Was dort zu sehen ist, ist eindrucksvoll präsentiert: Schwarze Räume lenken den Blick auf die wertvollen Exponate. Deckenhohe Panoramabilder vermitteln das Gefühl, wie es damals an der Lippe aussah. Aufstieg und Glanz des römischen Reiches werden durch Münzen, Wandreliefs, Statuen und Bilder fühlbar. Kleine Filme ergänzen die Informationen und selbst Varus wird „sichtbar“ gemacht: Aus einer Seitenansicht rekonstruierte das Landeskriminalamt ein Phantombild.

300 hochkarätige Exponate sind zu sehen. Aber auch 15.000 Playmobil-Soldaten. Sie stellen im Römermuseum den Marsch der drei Varus-Legionen nach. In der Realität waren es vor 2.000 Jahren mehrere Kilometer, im Museum sind es immerhin noch 220 Meter.

Kinder und Jugendliche können sich die Exponate aus „Imperium“ von Gleichaltrigen erklären lassen. 15 Schüler aus sieben westfälischen Schulen haben einen akustischen Film produziert und sprachen die getexteten Exponaterklärungen für ihren „mp3-Führer“ ein.

12 Millionen Euro kosten die drei Ausstellungen in Haltern, Detmold und Kalkriese.

In Kalkriese ist zu sehen, wie der Cheruskerfürst Arminius den gestandenen Feldherren Varus besiegte und was die Germanen nach der Schlacht machten.

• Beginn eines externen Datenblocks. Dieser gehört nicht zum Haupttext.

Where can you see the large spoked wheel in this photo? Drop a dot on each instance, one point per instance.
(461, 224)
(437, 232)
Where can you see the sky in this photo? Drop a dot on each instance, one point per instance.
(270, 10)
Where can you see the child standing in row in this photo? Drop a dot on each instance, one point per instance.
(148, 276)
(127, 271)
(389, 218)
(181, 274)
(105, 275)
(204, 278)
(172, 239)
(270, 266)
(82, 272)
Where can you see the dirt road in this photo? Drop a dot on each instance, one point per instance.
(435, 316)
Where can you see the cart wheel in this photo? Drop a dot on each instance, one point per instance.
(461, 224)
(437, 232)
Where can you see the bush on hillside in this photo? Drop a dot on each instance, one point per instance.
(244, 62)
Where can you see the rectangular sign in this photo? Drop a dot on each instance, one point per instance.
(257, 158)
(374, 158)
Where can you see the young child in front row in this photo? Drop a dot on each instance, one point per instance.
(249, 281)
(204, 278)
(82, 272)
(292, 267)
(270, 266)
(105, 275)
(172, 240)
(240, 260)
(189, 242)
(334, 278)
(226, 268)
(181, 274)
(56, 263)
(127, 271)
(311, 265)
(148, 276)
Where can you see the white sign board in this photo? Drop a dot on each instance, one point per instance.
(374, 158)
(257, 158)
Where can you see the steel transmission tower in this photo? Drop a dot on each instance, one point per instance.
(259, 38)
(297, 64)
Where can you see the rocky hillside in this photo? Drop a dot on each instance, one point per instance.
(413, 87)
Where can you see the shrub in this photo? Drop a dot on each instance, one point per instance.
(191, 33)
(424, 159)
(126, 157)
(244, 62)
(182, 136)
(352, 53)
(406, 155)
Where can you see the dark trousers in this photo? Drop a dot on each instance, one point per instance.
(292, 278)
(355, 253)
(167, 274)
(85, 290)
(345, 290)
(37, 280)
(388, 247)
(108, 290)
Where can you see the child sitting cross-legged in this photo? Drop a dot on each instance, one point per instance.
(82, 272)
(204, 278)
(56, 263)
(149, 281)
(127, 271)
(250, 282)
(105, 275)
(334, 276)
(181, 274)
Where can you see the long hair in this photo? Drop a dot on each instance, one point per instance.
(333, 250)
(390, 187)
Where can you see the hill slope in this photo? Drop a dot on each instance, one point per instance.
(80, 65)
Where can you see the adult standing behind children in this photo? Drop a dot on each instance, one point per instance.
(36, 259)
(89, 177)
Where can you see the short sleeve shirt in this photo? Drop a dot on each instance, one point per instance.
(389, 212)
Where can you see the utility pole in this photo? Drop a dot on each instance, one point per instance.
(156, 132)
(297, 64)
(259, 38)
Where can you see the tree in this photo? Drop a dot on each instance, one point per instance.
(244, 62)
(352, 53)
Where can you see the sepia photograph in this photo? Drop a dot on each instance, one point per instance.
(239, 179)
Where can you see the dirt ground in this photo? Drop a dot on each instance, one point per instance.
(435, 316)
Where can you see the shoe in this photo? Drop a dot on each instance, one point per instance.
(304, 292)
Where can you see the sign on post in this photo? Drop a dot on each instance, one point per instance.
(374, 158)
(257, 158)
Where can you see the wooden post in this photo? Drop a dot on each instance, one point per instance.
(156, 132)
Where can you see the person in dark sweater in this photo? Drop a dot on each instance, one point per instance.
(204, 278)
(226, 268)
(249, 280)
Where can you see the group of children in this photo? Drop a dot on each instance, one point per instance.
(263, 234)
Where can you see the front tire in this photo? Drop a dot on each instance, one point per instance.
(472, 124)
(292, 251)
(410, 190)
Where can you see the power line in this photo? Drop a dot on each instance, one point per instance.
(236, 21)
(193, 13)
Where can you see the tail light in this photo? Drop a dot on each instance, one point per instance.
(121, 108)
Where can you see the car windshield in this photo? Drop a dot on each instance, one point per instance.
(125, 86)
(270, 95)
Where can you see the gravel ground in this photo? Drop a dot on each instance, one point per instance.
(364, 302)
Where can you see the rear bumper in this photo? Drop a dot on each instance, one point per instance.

Detmold zeigt die Folgen der Niederlage für die Geschichte Europas und Deutschlands. Und muss sich damit befassen, wie rechte Gruppierungen die Ausstellung missbrauchen wollen.

Ein „Beweis“ für die Varusschlacht liefern die Ausstellungen nicht, mehr eine „Indizienkette“, wie Juristen und Archäologen übereinstimmend erklärten. Immer neue Funde lassen aber auch Haltern in einem neuen Licht erscheinen: War es vielleicht jenes sagenhafte „Aliso“, die einzige in der Geschichtsschreibung namentlich belegte militärische Anlage in der Zeit der Varusschlacht? Museumsdirektor Dr. Rudolf Aßkamp ließ die Frage offen. Es gibt doch noch vieles zu erforschen.

Samstag, 16. Mai 2009, 14:00 • Verfasst in Vest

1 Kommentar:

Wydmond schrieb,

Kommentar • 4. Februar 2011 @ 14:04

Schönen guten Tag,

leider muss ich Ihre für Haltern gewiss förderliche Traumblase vom Platze des historischen Nachschubkastells “Aliso” zum Platzen bringen.

Die Quellen sagen ganz eindeutig, dass Aliso am Zusammenfluss der Lippe und des “Alison” angelegt wurde. Dieser alte west-urgermanische Gewässername hat sich heute nur noch im Ortsnamen “Elsen” erhalten (einst ein bloßer Flurname, weiter nichts) - der spätestens 1036 in der “Vita Meinwerkii” als “Ilasan” erwähnt wird, ein Name, der durch Metathesis aus “Alisan” verändert wurde. Schon hier erkennt man, dass der einstige Gewässername sich im einstigen Flurnamen erhielt. Übrigens hatte Bischof Meinwerk auf der Halbinsel vom heutigen Schloss Neuhaus damals eine neue Burg (”Nye Hus”) angelegt, was auch auf eine vorhergehende Befestigung einfacher Art schließen lässt.

“Alisan” selbst ist der west-urgermanische Plural von “Erle”, heißt also “Erlen”, wahrscheinlich nannten die dort ansässigen Germanen ihn “Alisan-Aha” (”Erlenwasser”). Dieser ursprüngliche Gewässername wurde von den eindringenden nordgermanischen Sachsen Jahrhunderte später zu “Aliran” (ebenfalls “Erlen”). Dieser Name hat sich im Wasserlauf “Eller” bzw. “Ellerbeke” erhalten, der südlich von Paderborn mit der Alme (”Ulmenfluss”) zusammenfließt. Bekannt ist, dass Ulmen nicht in sumpfigen Niederungen wachsen, sondern Erlen, gemischt mit wenig Grauweiden. So ist klar, dass - vielleicht im Laufe von Gewässerlaufverschiebungen - auch der Unterlauf der einstigen “Alison” den Name des Oberlaufes (”Alme”) annahm.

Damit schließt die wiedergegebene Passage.